DONE Regex Engine
The regex engine underpins all terminal matching in the parser. It uses Brzozowski derivatives to match incrementally, a design that integrates naturally with partial parsing. The theoretical foundations (derivatives, two-level completability) are developed in Completability and Regular Expressions. This page covers only the implementation-specific choices.
Source: src/regex/
The Regex Type
$$r ::= \emptyset \mid \varepsilon \mid c \mid [a\text{-}b] \mid r_1 \cdot r_2 \mid r_1 \mid r_2 \mid r^*$$
Empty, Epsilon, Char, Range, Concat, Union, Star. Grammar terminals written as /[a-z]+/ are parsed into this representation at grammar load time. Common shorthands (digit(), word(), alnum()) are combinators over these primitives.
Prefix Matching
prefix_match(r, s) computes $d = \text{simplify}(\partial_s r)$ and classifies the result:
| Outcome | Condition | Meaning |
|---|---|---|
NoMatch | $d = \emptyset$ | $s$ is not a prefix of any string in $\mathcal{L}(r)$ |
Extensible(d) | $\nu(d)$ | $s \in \mathcal{L}(r)$ and $d$ accepts further characters |
Prefix(d) | $\lnot\nu(d)$, $d \neq \emptyset$ | $s$ is a valid prefix but not yet a complete match |
The parser maps these outcomes to terminal node status: Extensible produces a Terminal::Complete with a non-null extension derivative; Prefix produces a Terminal::Partial with a remainder derivative.
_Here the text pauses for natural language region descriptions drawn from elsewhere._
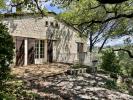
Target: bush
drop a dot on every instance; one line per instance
(110, 84)
(110, 62)
(6, 53)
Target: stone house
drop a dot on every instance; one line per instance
(39, 40)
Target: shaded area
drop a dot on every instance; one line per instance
(61, 86)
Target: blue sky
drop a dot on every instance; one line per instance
(51, 8)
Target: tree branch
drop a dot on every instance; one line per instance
(111, 1)
(107, 20)
(129, 52)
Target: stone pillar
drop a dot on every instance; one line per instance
(45, 50)
(25, 52)
(14, 56)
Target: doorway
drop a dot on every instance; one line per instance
(50, 51)
(39, 51)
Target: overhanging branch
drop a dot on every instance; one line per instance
(107, 20)
(129, 52)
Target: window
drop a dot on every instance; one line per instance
(46, 23)
(39, 49)
(52, 24)
(80, 47)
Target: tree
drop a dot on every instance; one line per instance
(78, 14)
(6, 54)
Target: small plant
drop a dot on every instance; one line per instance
(111, 84)
(110, 62)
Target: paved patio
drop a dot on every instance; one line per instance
(51, 83)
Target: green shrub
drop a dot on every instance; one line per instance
(6, 53)
(110, 62)
(110, 84)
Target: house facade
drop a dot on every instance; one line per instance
(39, 40)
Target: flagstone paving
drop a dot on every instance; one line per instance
(61, 86)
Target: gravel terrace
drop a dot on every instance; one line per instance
(51, 83)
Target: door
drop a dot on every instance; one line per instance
(19, 51)
(39, 52)
(50, 51)
(31, 51)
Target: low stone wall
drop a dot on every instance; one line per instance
(78, 71)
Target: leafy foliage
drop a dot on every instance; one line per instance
(110, 84)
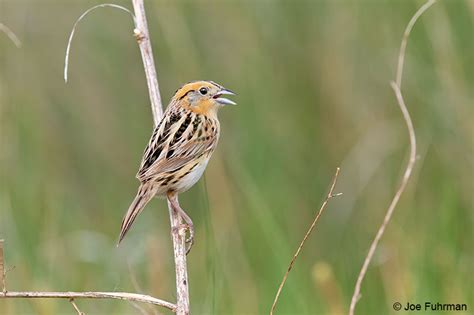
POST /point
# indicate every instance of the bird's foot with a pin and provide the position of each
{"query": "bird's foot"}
(181, 230)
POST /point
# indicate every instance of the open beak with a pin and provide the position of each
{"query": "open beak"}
(224, 101)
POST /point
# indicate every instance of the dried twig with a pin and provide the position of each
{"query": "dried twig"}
(411, 162)
(10, 34)
(143, 39)
(79, 312)
(125, 296)
(2, 269)
(323, 206)
(182, 307)
(179, 245)
(68, 48)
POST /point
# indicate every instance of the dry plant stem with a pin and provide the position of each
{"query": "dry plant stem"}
(10, 34)
(179, 244)
(71, 35)
(411, 162)
(134, 297)
(308, 233)
(79, 312)
(182, 307)
(143, 39)
(2, 269)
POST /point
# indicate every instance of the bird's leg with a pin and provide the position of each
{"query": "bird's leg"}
(173, 198)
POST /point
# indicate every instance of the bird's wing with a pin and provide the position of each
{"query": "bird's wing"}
(174, 143)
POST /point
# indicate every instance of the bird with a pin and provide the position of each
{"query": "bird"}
(179, 150)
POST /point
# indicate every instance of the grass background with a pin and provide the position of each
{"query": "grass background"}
(312, 79)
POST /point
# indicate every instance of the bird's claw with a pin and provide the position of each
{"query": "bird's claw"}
(189, 240)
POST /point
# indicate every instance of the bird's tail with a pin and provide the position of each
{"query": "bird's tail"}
(144, 195)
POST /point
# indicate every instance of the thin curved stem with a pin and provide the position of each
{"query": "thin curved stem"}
(308, 233)
(411, 161)
(68, 48)
(125, 296)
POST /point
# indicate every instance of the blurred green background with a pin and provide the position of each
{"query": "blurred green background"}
(313, 93)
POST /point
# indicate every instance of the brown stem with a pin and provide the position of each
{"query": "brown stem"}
(323, 206)
(179, 245)
(411, 162)
(131, 297)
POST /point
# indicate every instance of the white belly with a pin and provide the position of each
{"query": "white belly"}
(189, 180)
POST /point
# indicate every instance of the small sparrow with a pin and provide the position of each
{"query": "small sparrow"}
(179, 149)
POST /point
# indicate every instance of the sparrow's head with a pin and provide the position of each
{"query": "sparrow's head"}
(203, 97)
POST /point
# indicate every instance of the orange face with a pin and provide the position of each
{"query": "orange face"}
(202, 97)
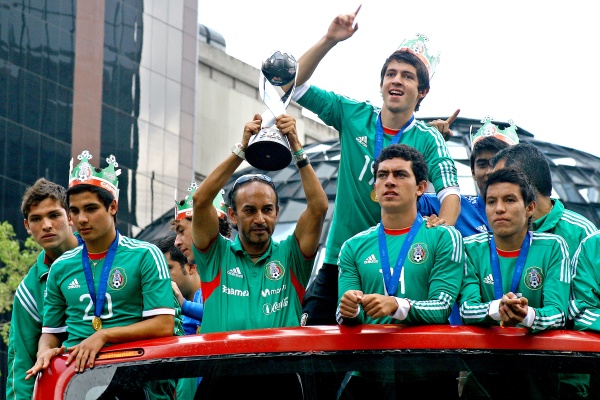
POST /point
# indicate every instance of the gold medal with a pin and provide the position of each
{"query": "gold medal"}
(97, 323)
(374, 196)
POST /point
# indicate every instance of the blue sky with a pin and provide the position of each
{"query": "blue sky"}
(533, 62)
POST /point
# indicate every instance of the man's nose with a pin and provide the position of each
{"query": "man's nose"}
(46, 224)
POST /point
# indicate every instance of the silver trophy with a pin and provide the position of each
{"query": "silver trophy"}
(269, 150)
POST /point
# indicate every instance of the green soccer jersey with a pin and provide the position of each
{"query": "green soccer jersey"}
(26, 329)
(568, 224)
(584, 307)
(139, 286)
(240, 294)
(545, 280)
(430, 279)
(356, 123)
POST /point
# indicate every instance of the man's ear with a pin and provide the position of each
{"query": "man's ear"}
(113, 208)
(193, 268)
(421, 188)
(530, 209)
(232, 217)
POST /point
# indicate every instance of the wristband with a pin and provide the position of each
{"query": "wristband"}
(303, 163)
(299, 155)
(238, 150)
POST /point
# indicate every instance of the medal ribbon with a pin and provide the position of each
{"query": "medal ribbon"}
(481, 210)
(391, 281)
(98, 301)
(379, 135)
(498, 292)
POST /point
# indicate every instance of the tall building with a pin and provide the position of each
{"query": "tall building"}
(109, 76)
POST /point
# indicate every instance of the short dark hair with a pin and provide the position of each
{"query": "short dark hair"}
(529, 159)
(405, 152)
(489, 143)
(409, 58)
(511, 175)
(167, 246)
(245, 179)
(105, 197)
(41, 190)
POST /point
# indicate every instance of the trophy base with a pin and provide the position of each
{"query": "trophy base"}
(269, 151)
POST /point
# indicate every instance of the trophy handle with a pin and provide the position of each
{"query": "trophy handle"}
(275, 105)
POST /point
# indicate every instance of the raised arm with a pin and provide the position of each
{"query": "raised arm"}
(341, 28)
(310, 223)
(205, 222)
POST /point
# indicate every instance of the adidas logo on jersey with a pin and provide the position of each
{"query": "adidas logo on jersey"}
(74, 284)
(362, 140)
(371, 259)
(489, 279)
(235, 272)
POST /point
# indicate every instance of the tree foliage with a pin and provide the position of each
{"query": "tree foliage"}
(15, 261)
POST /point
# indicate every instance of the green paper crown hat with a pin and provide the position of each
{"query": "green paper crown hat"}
(488, 129)
(219, 204)
(86, 174)
(185, 208)
(418, 47)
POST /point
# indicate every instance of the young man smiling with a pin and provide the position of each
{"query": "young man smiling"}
(112, 289)
(364, 130)
(44, 208)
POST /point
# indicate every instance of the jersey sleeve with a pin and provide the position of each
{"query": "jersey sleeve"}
(428, 204)
(157, 293)
(333, 109)
(25, 331)
(208, 261)
(473, 310)
(192, 309)
(555, 290)
(442, 169)
(444, 280)
(55, 304)
(584, 306)
(348, 279)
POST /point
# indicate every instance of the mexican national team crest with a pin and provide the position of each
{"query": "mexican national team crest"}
(418, 253)
(274, 270)
(117, 278)
(534, 278)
Simplification (standard algebraic identities: $\emptyset \cdot r = \emptyset$, $\varepsilon \cdot r = r$, $r \mid r = r$, etc.) is applied after each derivative step to keep expression size bounded.
NFA Fallback
For full-string matching (matches) and maximum-length prefix matching (match_len), the engine compiles to an NFA via Thompson construction rather than using derivatives. This avoids the expression-growth problem derivatives can exhibit on long inputs.
DFA Intersection
has_intersection(r_1, r_2) checks $\mathcal{L}(r_1) \cap \mathcal{L}(r_2) \neq \emptyset$ by product-DFA construction. Used by the typing engine to detect overlapping terminal patterns.
String Generation
examples(n) generates up to $n$ concrete strings in $\mathcal{L}(r)$. The synthesizer uses this to find token candidates when extending a partial tree with a regex terminal.